Award-winning National Geographic filmmakers Sheridan and Kim are sensitive to exposing the controversy of these mysterious kidnappings. In fact, the film successfully highlights a lot of what makes the NK abductions such a paradox. North Korea initially claims in 1993 that Yokota committed suicide, but later retracted that statement after someone spotted her in 1994. An urn is given to Yokota's parents, but DNA evidence proves it does not belong to Yokota. Five of the thirteen Japanese abductees are given permission to return to Japan, but when asked about their experience in North Korea they are silenced by fear. It's easy to get lost in the tangle of contradictions of what the North Korean government claimed versus what was actually true. Sheridan and Kim do not narrate the documentary. They let the testimonies -- paradoxes and all -- tell the story.

But politics can never be avoided.
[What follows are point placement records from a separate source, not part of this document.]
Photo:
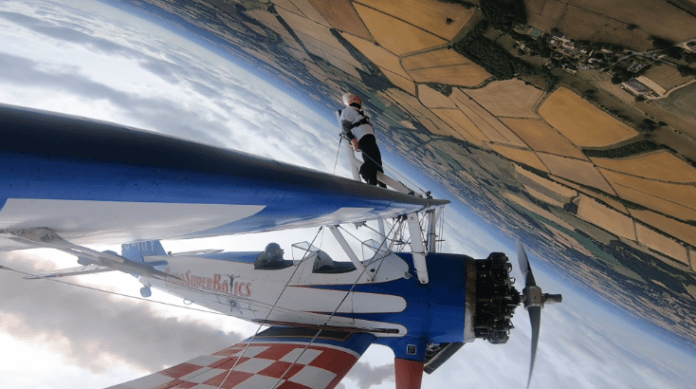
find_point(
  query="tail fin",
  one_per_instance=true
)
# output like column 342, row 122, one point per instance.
column 136, row 251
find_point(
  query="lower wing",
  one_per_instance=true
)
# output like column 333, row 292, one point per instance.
column 280, row 357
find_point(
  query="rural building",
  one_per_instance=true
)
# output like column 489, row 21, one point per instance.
column 643, row 86
column 689, row 45
column 636, row 67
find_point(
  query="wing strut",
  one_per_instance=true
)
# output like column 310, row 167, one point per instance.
column 349, row 251
column 417, row 248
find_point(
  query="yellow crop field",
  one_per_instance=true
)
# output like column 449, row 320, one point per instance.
column 341, row 15
column 487, row 123
column 581, row 122
column 524, row 157
column 605, row 198
column 419, row 113
column 444, row 66
column 668, row 77
column 381, row 57
column 581, row 172
column 560, row 192
column 675, row 228
column 508, row 98
column 542, row 137
column 543, row 197
column 433, row 99
column 684, row 195
column 396, row 35
column 654, row 197
column 430, row 15
column 528, row 205
column 606, row 218
column 659, row 18
column 660, row 165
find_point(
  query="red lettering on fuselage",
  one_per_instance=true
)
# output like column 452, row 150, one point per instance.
column 188, row 280
column 242, row 289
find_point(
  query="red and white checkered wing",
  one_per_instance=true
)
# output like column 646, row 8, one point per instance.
column 282, row 358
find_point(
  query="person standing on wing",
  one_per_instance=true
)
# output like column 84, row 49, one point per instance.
column 358, row 128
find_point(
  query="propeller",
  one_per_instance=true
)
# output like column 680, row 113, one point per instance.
column 533, row 301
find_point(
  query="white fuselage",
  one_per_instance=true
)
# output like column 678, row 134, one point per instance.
column 294, row 295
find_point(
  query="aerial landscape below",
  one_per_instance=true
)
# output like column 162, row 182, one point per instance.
column 568, row 125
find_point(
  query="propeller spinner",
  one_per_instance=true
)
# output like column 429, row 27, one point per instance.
column 533, row 301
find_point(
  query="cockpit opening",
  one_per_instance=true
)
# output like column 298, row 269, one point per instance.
column 324, row 264
column 271, row 258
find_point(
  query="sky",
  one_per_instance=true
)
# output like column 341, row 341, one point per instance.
column 89, row 59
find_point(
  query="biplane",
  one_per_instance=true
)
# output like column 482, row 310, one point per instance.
column 68, row 182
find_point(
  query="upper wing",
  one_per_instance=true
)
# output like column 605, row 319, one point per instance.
column 101, row 183
column 280, row 357
column 73, row 271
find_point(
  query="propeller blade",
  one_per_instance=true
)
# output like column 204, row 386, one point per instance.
column 524, row 266
column 535, row 320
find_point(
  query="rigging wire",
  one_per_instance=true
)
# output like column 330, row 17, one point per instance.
column 321, row 328
column 304, row 257
column 114, row 293
column 338, row 152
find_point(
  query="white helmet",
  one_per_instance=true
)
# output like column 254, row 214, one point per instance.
column 349, row 98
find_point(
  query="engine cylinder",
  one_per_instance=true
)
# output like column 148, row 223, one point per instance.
column 496, row 298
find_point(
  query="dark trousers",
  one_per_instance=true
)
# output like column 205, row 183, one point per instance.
column 372, row 159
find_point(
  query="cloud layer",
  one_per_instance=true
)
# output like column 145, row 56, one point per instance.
column 94, row 330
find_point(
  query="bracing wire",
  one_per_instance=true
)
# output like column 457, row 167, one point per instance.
column 115, row 293
column 396, row 173
column 304, row 257
column 321, row 328
column 338, row 152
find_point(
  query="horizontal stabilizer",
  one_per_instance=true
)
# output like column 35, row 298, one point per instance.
column 73, row 271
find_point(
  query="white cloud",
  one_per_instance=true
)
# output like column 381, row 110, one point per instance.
column 90, row 59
As the press got wind of Yokota's disappearance and reports of other missing people in the 1990s, it seemed that finally the government would act. In one particular scene, Yokota's parents and a crowd of other parents with abducted children protest outside of Japan's ruling party LPD Headquarters, demanding that Japan stop giving rice to North Korea and start helping to return their loved ones. But even amidst trying to convince Prime Minister Junichiro Koizumi to do something, aid kept pouring into North Korea. "Nuclear weapons and missiles" are also important diplomatic issues, counters Koizumi.
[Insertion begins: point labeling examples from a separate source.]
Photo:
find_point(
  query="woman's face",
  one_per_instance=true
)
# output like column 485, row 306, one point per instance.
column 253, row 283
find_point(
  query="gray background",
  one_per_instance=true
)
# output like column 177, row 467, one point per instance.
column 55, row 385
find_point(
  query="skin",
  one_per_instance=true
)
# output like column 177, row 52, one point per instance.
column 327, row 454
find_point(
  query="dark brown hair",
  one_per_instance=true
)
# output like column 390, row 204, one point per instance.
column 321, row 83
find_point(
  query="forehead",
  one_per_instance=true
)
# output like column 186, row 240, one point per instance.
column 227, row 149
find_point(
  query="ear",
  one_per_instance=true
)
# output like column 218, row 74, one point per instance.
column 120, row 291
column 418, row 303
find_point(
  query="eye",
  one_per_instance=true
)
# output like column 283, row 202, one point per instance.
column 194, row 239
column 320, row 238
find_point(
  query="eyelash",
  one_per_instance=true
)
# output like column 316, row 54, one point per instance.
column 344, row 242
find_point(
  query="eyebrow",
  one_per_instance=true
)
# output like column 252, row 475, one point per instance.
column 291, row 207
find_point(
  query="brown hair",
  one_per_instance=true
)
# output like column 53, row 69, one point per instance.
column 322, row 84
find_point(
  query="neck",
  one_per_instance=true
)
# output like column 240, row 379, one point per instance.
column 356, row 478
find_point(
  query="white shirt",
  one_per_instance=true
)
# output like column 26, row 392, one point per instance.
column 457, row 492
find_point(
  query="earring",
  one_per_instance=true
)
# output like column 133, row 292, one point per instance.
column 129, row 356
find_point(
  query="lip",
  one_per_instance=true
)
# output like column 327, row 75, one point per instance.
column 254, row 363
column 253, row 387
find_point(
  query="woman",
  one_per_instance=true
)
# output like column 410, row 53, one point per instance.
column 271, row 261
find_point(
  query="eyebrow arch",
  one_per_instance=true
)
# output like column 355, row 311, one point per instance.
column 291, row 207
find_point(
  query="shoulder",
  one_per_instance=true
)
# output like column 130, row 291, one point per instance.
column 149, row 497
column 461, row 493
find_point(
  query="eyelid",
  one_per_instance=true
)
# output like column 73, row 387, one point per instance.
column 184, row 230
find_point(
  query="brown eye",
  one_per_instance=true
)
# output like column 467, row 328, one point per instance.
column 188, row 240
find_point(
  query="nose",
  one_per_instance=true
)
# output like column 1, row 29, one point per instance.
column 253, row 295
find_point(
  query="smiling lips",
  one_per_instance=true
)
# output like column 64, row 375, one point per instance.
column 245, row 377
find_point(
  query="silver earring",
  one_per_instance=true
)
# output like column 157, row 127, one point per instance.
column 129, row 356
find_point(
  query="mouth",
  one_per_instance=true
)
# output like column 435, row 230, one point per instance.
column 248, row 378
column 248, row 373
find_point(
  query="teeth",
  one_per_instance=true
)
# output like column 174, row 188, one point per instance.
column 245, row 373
The film ends on a rather uneasy note. The truth of Yokota is still a mystery. Eight of the thirteen that were abducted are said to be dead. And only the words of Yokota's mother linger, with the hope that when her daughter returns, she can finally "feel free."


Postscript: The saga takes a potential turn. On June 13th, BBC Online reported that North Korea is set to re-examine the Japanese abduction cases, in exchange for Japan's ban on North Korean charter flights. Freedom may be in sight, but the mysteries remain.